Diskussion über ein zeitgemäßes Bestattungsrecht

Darf die Urne auf den Kaminsims?

09.01.2013, 19 Uhr, Haus der Bürgerschaft (Raum 416), Am Markt 20, 28195 Bremen

Beim Abschied von einem geliebten Menschen gibt es kein Richtig oder Falsch – Trauer ist ein sehr individueller Prozess.

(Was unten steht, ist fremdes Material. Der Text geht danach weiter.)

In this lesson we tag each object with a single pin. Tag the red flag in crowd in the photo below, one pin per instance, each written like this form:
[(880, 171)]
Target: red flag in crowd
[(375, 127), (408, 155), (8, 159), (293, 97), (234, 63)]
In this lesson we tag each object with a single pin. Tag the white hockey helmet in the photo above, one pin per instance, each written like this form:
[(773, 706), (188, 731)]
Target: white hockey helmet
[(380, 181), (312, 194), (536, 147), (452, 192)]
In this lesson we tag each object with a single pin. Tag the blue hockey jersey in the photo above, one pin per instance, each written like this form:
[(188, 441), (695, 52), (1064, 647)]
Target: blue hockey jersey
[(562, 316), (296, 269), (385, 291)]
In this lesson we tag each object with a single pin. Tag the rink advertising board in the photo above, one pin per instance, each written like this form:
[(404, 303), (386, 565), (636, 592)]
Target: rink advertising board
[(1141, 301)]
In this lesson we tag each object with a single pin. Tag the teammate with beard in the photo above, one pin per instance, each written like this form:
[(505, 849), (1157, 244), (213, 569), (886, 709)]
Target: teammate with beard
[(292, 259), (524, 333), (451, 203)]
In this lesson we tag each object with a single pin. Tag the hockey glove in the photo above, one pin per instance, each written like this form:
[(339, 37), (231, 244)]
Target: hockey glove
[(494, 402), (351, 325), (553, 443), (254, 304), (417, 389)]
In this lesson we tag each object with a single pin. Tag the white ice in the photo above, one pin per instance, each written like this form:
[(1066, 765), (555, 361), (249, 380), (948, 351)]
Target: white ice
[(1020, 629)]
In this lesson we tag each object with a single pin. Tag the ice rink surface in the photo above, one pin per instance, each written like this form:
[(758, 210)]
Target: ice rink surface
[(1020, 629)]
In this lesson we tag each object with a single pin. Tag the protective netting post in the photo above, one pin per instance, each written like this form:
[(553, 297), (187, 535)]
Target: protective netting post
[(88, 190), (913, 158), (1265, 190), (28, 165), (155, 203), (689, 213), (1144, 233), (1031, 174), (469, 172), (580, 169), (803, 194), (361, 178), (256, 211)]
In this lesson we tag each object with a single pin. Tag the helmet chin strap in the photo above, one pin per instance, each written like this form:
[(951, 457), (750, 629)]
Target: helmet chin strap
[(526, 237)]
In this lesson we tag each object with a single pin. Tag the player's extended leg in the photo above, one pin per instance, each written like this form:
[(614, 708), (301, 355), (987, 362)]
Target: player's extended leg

Aber wie individuell sind die Bestattungsformen? Bislang gelten dabei klare Grenzen: So sieht das Bremische Bestattungsgesetz nach wie vor einen Friedhofszwang für Urnen vor. Eine Ausnahme davon bildet lediglich die Seebestattung. Für Angehörige, die die Asche von Verstorbenen allerdings zu Hause aufbewahren oder an einem Ort ihrer Wahl verstreuen möchten, gibt es dazu keine legale Möglichkeit, sondern nur den illegalen „Umweg“ über ausländische Krematorien.

Ist das geltende Bestattungsrecht also noch zeitgemäß?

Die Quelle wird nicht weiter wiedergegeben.